Missing on Lost Island (aka Ztracený ostrov (Czech), Verschollen Auf Lost Island (German)) is a 2000 Slovak adventure game developed by Mayhem Studios, and published by Bohemia Interactive.

== Development ==
The game was developed by Riki Computer Games, which later transformed into Mayhem Studios. The Czech voice overs were done by Jiří Lábus, who had previously lent his voice to Slovak adventure game Ve stínu havrana. The original intention of the title, according to Bonusweb.cz, was to make a serious adventure around the theme of pirates, unlike previous games like the comical The Secret of Monkey Island. According to Absolute Games, the intention of the debut game from Mayhem Studios was a classic title in the style of The Secret of Monkey Island meets Indiana Jones.
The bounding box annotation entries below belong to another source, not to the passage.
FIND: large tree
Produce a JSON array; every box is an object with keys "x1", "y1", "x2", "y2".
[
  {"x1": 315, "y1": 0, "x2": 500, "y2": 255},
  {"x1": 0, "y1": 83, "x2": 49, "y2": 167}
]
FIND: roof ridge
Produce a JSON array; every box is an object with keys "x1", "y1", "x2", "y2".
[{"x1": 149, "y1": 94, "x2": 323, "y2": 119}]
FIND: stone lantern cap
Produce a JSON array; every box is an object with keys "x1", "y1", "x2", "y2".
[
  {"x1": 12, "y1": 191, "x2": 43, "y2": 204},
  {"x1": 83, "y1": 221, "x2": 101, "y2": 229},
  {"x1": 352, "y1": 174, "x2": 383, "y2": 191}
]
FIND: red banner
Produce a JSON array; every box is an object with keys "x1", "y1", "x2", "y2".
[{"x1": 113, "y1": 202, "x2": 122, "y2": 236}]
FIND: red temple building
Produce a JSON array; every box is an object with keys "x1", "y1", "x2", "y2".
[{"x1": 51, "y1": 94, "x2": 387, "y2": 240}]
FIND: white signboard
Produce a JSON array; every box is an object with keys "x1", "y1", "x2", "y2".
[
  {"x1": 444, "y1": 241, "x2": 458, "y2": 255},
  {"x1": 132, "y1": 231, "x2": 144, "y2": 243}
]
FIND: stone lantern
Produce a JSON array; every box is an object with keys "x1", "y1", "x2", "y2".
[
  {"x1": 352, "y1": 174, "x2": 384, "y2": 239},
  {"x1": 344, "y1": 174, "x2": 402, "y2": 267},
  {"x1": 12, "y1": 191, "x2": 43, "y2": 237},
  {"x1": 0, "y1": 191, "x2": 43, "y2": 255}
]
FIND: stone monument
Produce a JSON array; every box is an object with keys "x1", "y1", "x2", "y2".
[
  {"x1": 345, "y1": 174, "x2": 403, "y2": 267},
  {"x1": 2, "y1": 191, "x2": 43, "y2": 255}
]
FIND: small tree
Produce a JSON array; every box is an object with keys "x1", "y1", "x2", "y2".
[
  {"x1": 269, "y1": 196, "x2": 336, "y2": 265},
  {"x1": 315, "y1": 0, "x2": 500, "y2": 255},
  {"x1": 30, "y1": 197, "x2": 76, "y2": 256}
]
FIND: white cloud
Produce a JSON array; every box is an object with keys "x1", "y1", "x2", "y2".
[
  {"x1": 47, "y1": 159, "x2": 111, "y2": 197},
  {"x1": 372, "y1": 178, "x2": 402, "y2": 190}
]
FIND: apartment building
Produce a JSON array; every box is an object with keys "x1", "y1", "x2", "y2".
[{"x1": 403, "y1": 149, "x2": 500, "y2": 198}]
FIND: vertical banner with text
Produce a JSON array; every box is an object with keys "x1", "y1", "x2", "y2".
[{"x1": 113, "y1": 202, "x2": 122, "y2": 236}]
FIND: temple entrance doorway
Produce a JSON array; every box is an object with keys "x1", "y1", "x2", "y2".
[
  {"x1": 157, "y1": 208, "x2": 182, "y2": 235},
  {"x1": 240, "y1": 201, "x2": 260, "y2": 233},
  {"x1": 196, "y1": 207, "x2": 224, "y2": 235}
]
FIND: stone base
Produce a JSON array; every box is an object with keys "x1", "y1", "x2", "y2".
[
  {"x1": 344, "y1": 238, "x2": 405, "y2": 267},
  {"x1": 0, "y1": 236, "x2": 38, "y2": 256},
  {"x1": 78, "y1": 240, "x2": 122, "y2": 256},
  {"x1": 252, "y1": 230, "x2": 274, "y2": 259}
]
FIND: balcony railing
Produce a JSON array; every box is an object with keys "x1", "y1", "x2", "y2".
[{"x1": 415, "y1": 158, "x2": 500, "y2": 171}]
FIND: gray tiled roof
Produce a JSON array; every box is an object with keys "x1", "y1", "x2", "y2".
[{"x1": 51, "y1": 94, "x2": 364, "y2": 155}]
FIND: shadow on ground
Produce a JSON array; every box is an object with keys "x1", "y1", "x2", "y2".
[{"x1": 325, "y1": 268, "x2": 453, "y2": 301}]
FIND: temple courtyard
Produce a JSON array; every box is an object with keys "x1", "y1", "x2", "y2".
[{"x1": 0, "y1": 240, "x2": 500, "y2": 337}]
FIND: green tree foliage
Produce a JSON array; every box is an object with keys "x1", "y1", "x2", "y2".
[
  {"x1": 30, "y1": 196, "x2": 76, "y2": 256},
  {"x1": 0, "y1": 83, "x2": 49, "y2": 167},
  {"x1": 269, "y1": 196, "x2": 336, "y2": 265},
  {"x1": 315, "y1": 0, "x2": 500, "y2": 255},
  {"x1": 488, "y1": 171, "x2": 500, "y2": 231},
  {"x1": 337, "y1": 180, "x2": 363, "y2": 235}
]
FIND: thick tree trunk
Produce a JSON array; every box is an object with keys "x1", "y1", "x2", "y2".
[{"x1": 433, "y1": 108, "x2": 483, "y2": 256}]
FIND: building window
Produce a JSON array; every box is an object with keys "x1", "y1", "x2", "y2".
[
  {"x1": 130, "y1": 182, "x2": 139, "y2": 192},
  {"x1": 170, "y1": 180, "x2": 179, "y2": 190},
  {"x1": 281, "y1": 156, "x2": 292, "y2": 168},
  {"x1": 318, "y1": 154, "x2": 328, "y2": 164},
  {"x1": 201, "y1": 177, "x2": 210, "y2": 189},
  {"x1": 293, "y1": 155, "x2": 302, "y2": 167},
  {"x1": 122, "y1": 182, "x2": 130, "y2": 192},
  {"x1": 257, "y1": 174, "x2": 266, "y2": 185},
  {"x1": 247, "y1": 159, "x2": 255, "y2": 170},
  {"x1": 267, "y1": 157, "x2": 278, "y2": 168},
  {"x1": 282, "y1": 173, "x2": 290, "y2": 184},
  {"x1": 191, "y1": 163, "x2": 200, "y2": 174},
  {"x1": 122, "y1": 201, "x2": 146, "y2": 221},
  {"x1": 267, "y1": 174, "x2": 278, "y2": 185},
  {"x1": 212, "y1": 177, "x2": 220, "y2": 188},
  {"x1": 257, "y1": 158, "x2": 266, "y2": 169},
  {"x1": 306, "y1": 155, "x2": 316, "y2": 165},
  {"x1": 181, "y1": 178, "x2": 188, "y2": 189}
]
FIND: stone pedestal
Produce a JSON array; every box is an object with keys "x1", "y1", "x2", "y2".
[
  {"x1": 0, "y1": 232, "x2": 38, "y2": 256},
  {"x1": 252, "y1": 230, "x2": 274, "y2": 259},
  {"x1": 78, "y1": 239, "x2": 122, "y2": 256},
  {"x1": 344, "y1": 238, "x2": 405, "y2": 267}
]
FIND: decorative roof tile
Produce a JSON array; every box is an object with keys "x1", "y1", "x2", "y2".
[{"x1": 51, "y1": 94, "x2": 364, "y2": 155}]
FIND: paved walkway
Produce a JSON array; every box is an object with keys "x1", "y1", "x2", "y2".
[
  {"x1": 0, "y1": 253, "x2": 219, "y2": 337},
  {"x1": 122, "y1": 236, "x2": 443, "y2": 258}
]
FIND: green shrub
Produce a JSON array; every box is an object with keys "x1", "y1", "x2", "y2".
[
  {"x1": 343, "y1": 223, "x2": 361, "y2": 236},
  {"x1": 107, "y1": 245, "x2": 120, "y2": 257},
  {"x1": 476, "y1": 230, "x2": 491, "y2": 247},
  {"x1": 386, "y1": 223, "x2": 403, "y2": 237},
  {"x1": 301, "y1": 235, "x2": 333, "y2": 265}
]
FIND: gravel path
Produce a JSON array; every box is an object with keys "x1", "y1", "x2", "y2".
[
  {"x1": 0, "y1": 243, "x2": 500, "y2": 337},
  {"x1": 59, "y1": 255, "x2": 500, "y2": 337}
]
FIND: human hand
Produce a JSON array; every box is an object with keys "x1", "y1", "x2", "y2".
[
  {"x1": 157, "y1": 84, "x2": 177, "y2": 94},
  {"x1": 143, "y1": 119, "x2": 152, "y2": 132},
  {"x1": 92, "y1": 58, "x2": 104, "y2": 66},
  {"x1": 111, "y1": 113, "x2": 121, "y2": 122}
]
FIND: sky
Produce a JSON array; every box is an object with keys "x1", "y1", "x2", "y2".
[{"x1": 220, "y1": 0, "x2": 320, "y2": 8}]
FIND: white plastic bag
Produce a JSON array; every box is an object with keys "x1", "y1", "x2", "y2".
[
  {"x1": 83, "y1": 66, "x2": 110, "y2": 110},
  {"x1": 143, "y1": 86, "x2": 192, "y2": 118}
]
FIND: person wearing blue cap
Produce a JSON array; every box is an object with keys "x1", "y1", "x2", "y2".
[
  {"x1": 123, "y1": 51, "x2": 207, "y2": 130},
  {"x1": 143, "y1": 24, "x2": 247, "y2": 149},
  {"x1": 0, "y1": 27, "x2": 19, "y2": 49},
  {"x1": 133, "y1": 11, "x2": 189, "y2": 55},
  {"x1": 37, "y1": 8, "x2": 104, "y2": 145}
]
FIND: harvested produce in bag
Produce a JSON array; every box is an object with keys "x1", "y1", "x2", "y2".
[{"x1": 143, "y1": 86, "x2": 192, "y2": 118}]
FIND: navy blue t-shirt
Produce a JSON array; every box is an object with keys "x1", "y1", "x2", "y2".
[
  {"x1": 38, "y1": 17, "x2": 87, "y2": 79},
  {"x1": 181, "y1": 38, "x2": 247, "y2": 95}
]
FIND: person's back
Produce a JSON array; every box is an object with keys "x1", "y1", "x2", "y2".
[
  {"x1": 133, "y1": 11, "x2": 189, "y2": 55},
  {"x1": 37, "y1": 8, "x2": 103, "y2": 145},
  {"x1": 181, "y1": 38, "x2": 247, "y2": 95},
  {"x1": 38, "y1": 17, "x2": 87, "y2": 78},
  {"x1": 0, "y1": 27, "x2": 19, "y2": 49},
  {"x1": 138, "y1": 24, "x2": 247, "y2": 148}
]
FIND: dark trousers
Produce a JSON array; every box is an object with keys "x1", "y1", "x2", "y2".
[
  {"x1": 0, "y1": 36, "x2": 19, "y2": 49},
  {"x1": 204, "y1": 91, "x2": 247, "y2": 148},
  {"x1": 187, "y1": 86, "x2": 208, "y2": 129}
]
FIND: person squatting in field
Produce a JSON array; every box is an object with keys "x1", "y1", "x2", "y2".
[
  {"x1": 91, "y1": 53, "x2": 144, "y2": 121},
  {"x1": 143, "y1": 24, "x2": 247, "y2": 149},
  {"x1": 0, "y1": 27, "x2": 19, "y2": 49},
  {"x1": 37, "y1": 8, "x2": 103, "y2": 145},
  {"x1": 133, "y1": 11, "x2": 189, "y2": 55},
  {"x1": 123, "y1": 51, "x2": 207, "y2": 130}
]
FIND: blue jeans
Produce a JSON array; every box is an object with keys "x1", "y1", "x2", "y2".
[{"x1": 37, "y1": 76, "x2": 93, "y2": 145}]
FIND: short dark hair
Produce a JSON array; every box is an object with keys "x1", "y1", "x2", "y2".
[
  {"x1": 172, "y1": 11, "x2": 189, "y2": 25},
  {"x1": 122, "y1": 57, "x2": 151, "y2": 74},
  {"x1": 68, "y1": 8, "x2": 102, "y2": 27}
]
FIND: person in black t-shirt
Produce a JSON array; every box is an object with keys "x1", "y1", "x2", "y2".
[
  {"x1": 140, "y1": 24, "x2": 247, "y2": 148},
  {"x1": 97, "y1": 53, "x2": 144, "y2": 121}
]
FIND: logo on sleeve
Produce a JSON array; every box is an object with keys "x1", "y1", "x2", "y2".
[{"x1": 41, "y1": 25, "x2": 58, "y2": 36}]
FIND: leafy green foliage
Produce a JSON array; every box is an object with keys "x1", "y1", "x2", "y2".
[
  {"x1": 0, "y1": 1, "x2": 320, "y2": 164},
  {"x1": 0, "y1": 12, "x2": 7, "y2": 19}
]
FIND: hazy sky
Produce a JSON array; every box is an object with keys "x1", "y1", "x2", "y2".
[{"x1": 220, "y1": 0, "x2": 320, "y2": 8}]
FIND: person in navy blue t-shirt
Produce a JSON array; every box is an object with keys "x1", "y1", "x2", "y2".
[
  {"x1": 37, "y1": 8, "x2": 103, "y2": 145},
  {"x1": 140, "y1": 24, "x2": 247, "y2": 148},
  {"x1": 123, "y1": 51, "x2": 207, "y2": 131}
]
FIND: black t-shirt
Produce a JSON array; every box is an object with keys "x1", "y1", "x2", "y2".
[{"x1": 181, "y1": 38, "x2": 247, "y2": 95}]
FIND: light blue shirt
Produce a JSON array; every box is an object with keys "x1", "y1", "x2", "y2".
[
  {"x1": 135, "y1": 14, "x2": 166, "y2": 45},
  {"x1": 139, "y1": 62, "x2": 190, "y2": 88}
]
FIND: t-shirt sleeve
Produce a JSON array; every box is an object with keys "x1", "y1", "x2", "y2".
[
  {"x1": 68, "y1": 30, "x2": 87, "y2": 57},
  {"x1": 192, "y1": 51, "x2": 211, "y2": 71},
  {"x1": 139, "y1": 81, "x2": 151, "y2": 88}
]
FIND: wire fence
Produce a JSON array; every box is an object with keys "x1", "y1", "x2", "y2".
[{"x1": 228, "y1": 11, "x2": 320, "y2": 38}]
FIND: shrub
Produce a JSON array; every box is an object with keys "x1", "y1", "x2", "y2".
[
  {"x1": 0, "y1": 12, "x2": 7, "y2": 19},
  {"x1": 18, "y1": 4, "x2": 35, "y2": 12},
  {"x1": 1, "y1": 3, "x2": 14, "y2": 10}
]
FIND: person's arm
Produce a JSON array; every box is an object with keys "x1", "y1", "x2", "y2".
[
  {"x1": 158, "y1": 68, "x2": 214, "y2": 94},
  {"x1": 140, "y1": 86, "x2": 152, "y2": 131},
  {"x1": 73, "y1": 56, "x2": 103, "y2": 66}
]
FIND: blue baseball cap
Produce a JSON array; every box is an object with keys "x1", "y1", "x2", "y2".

In 2002 when German publisher ARI Data declared bankruptcy, Gamepad acquired the distribution license for German territory.

== Plot ==
Tim and Diana are on a quest to return to their own time period and location.
== Gameplay ==
The title is a third-person point-and-click adventure game. Visually, it is reminiscent of the classic adventure games from the first half of the 1990s. The game is in a 256-color palette. The 2D game features handpainted backgrounds.

== Critical reception ==
Bonusweb.cz thought that while the game had some favourable features, it fell short of promising Czech adventures like Polda 3 and Fairy Tale About Father Frost, Ivan and Nastya. Four Fat Chicks favoured the game's low-key characters to the obnoxious style seen in games like Koala Lumpur: Journey to the Edge. Quandary thought the game was amusing with some delightful animations. Mr Bill's Adventure Land praised the impressive realistic movement in the game.